【連載】新聞学習とアクティブ・ラーニング 4 見出しを付けてみよう

東京都立青山高校主幹教諭 本杉宏志

 

7月に行われた参院選の18歳、19歳の投票率がどうなるか気になっていましたが、総務省によれば、その年代の投票率は45・45%だった。前回平成25年参院選の20代投票率が約33%であったので、この数字はよかったといえるかもしれません。しかし、私はもう少しいくのではないかと期待していたので、大変残念でした。7月27日の朝日新聞(経済気象台)に「新聞を読む習慣と投票率」という記事が掲載されており「閲読率が上がらなければ、投票率もきっと上がらない」と書かれていました。NIE(教育に新聞を)をもっと広めていかなければならないと思った次第です。

さて今回からは、新聞を活用してどのような実践ができるのかを、比較的簡単に行えるものから紹介していきます。今回は「3分間スピーチ」と「見出しづくり」です。

「3分間スピーチ」は説明するまでもなく、新聞記事の中で興味・関心をもったものを取り上げ、自分の意見なども交えながら紹介するといったものです。社会科でよく行われていますが、国語や家庭科はもちろんのこと、全ての教科でできます。新聞には政治や経済だけではなく、家庭・スポーツ・芸術などさまざまなジャンルの記事が掲載されているからです。

「うちでは新聞をとっていないので、新聞を読むことができないのですが……」と生徒に言われたときは、図書館に行くよう勧めてください。司書の先生にも協力してもらうとよいでしょう。発表する生徒は時間の関係で毎時間1〜2人程度かもしれません。発表をしない生徒にも「3分間スピーチノート」などを作らせ、毎週少なくとも2〜3本の記事の要旨・感想・意見などを生徒の実態に合わせて書かせるようにするとよいでしょう。

都内のある中学校では、社会科の時間に1年生の時から継続して3年間にわたりこれを実践しています。できれば、その生徒たちを追跡調査して「新聞閲読率」や「投票率」などを調べてみたいものです。
もうひとつの実践例が見出しづくりです。毎日、何気なく見ている新聞の見出しですが、この見出しをつけるのが意外と難しいのです。10文字前後で記事の内容を伝えなければなりません。新聞を見ればわかりますが、見出しにも「主となる見出し」と「脇にある見出し」があります。まずは主となる見出しづくりをやってみてください。

最初から長文記事の見出しをつくるのは難しいので、社会面などから短い記事を見付け、その記事の見出しを考えさせてみましょう。

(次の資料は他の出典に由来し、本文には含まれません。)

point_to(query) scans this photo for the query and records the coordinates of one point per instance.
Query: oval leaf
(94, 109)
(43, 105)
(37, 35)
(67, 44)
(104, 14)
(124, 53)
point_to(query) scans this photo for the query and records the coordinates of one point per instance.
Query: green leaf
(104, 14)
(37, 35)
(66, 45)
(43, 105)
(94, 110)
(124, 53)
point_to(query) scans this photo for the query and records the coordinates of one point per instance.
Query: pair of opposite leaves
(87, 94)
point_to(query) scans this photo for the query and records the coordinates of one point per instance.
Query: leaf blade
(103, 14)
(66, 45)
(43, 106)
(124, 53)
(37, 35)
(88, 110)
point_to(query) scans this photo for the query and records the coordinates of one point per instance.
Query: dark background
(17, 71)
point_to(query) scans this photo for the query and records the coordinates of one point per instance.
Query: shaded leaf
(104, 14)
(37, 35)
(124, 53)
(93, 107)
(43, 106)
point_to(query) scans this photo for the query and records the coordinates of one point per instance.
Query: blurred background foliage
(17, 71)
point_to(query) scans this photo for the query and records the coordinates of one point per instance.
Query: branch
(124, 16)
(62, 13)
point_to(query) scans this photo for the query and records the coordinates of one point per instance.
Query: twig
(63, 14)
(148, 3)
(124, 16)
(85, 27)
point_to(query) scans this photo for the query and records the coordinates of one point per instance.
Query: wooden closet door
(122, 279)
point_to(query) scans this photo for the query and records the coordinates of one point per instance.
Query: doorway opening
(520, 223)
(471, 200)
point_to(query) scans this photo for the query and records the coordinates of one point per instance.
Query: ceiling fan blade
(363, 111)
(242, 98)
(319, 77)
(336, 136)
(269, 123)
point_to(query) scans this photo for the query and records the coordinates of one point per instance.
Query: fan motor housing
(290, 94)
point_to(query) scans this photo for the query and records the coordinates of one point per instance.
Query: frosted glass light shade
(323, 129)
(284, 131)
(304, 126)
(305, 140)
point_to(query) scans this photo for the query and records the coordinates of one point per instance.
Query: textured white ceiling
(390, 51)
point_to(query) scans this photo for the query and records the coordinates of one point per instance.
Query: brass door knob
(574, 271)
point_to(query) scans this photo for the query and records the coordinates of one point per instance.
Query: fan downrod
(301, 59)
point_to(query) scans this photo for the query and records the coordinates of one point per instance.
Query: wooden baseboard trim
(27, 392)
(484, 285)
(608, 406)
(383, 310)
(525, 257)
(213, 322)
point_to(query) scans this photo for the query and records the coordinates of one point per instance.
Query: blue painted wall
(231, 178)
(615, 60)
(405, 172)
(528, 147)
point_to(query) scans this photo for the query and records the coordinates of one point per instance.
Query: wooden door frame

生徒には見出しの部分を空白にした記事をプリントして配付し、自由に見出しをつけさせてみてください。生徒同士でどの見出しが一番よいかを話し合わせてもよいと思います。

見出しをつけるためには何が重要なのか。読者を引きつけるための見出しの工夫とは。などいろいろと考えさせましょう。そして、最後に、実際の新聞記事につけられていた見出しと比較してみます。
こうして少し慣れてきたら、段々と長めの記事の見出しづくりにチャレンジさせてください。これをやることにより、文章のポイントを適切におさえて読む力やまとめる力がついてきます。生徒が力をつけてくると、時には新聞よりも生徒が考えた見出しの方がよいのではないかと思うときもあります。

紹介した実践は、いろいろな教科で取り組むことが可能です。学校や生徒の実態、教科の特性などを踏まえ、いろいろと工夫し実践してみてください。